ГЛАВА 8 Никто не рассуждает

We use cookies. Read the Privacy and Cookie Policy

«Рычание или, хуже того, громоподобный рев адского серного пламени — вот от чего Господь счастливо нас всех избавил», — говорил король Яков I, обращаясь английскому парламенту 9 ноября 1605 года.

За четыре дня до этого был раскрыт самый дерзкий политический заговор, который когда-либо замышлялся на «царственном острове».[33] Ожидалось, что его величество с семейством, а также лорды, высшие вельможи и епископы Англии будут присутствовать на открытии сессии парламента. Группка заговорщиков задумала взорвать под палатой лордов две с половиной тонны пороха и разом обезглавить английское государство.

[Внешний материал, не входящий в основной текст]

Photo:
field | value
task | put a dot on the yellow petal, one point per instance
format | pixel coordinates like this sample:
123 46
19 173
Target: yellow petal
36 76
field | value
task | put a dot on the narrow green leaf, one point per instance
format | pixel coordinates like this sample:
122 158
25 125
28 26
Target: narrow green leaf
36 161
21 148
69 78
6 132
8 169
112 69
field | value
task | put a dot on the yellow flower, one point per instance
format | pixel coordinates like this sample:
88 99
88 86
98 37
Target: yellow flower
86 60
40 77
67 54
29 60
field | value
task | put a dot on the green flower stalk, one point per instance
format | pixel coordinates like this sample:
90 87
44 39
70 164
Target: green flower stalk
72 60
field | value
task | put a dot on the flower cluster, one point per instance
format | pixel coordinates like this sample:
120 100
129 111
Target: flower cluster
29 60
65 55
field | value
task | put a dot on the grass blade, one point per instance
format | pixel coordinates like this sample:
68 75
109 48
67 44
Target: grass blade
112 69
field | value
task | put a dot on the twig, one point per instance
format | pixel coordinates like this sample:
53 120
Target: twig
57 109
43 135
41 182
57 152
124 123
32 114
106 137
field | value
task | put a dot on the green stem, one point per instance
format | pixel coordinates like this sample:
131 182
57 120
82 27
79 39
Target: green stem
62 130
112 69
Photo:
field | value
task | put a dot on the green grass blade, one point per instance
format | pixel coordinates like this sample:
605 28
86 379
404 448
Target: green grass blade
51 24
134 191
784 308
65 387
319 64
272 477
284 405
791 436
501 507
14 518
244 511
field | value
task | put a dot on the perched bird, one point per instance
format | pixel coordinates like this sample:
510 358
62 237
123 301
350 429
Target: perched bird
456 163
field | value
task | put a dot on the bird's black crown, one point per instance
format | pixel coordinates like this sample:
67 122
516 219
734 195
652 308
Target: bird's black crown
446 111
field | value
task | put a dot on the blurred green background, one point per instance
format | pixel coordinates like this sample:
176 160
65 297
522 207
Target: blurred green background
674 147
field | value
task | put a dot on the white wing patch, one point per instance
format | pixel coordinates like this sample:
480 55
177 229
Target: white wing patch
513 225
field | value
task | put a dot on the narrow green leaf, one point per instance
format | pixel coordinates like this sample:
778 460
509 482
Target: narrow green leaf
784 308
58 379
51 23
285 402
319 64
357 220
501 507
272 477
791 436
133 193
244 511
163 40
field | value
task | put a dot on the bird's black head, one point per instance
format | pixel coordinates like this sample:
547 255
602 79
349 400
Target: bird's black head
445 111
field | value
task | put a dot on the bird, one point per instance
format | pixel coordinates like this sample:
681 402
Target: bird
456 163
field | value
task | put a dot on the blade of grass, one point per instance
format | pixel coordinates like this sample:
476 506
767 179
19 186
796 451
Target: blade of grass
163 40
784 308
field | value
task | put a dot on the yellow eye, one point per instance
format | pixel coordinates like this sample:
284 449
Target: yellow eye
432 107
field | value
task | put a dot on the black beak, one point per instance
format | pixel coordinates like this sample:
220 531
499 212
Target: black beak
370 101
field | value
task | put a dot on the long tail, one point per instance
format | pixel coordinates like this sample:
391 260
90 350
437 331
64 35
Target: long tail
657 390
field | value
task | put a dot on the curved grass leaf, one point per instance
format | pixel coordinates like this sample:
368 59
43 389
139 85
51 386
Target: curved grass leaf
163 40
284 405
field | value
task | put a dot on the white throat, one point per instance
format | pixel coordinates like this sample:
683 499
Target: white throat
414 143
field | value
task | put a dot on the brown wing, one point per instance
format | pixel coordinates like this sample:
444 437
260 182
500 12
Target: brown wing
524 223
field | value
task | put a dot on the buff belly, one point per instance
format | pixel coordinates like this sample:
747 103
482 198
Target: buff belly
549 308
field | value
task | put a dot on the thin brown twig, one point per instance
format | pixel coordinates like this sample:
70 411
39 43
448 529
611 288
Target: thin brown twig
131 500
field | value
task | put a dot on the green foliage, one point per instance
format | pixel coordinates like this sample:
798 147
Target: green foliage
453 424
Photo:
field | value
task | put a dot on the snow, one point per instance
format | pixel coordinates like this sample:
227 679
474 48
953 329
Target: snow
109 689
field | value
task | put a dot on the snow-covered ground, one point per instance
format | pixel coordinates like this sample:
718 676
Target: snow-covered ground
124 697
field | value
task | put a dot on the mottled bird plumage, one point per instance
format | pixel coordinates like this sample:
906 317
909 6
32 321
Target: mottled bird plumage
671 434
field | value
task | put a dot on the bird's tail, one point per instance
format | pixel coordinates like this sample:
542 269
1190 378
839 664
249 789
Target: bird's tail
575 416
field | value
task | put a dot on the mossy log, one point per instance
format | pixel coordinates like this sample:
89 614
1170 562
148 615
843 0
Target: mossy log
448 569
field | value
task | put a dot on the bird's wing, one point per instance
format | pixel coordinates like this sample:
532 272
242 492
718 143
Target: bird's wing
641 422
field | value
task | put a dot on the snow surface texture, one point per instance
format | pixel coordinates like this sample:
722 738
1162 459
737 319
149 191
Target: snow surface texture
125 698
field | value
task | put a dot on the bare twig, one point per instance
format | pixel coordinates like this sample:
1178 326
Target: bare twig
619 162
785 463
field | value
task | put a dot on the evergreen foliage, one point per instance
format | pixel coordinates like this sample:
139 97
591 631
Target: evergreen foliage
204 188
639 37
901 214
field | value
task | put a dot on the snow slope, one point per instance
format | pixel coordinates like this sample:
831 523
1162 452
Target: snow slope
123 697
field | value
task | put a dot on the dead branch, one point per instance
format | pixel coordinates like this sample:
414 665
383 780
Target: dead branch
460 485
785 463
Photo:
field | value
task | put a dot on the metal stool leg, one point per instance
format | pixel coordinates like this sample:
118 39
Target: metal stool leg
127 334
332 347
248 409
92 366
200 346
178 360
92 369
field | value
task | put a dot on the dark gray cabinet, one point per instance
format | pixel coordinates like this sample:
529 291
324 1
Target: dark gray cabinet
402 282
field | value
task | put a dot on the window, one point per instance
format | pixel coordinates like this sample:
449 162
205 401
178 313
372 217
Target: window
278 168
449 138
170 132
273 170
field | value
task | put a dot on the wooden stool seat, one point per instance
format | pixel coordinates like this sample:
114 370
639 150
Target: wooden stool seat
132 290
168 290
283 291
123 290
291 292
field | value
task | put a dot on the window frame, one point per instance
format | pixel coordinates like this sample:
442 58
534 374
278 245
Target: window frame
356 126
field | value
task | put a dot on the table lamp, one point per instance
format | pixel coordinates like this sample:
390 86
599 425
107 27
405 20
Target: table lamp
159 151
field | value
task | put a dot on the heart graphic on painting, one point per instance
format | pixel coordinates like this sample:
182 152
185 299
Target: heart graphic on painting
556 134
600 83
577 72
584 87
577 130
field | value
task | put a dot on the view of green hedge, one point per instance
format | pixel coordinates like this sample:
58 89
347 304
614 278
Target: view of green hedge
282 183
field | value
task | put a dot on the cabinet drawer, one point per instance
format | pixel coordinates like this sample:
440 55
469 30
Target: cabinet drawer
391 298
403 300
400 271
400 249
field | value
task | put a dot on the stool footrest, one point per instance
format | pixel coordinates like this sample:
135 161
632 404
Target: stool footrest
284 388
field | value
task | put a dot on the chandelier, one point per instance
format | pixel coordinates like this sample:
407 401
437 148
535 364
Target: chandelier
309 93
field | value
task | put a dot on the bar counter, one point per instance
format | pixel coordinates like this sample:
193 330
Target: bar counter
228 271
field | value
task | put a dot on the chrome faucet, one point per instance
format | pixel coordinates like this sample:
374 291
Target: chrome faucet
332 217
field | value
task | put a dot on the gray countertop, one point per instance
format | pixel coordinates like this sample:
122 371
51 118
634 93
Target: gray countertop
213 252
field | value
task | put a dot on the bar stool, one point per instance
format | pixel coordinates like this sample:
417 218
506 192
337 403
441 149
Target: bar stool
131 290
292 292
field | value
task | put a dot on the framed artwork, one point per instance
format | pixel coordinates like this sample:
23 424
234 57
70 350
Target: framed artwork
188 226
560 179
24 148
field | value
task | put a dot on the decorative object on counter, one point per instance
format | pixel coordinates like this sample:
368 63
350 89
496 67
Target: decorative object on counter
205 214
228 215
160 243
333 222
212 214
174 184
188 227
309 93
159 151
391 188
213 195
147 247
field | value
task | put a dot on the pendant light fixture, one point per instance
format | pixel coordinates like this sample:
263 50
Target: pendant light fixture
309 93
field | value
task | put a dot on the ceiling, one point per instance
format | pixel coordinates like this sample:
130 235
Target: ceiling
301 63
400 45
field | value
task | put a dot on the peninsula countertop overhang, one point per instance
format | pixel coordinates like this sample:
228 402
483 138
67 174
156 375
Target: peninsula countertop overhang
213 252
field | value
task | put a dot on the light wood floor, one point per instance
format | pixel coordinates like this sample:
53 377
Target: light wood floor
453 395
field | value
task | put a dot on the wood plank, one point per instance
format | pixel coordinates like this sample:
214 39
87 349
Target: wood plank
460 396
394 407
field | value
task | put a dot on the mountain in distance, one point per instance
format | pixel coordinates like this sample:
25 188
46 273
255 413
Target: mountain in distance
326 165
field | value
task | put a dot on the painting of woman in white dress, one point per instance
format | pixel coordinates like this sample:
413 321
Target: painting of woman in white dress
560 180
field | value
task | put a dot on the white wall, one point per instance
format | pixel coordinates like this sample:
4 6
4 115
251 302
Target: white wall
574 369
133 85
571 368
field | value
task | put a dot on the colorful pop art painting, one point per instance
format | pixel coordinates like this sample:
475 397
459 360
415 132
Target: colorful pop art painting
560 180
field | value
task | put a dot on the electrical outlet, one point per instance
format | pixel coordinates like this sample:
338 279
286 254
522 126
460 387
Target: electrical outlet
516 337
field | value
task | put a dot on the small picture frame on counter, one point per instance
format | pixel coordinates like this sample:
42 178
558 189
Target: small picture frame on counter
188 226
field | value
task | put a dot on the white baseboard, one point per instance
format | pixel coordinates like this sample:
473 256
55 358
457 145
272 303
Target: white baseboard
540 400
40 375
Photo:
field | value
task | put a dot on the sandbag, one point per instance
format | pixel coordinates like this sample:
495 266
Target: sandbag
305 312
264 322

Энергия, запертая в бочонке с порохом, делала это вещество непревзойденным инструментом политической смуты. Для бунта требуется большое число недовольных, политическое убийство может ликвидировать правителя, но оставить невредимым правительство — а вот взрыв, который в одно мгновение уничтожает высших лиц государства и потрясает ужасом всю нацию, представляет непреодолимый соблазн для фанатичного заговорщика. «Пороховой заговор», одна из важнейших сенсаций шекспировских времен, стал прототипом современного терроризма.

Обращаясь к парламенту, король назвал порох «наиболее порочным и самым беспощадным оружием, которое не разбирает жертв, не рассматривает апелляций». Использование взрывчатых веществ в политике ужасно тем, что заговорщик может вершить преступление издалека, окончательно превращая убийство в механическое, бесчеловечное дело. Взрыв разрушает без разбора все, оказавшееся в радиусе действия бомбы. Жестокость и обилие случайных жертв делают такие акции совершенно аморальными — от них буквально смердит.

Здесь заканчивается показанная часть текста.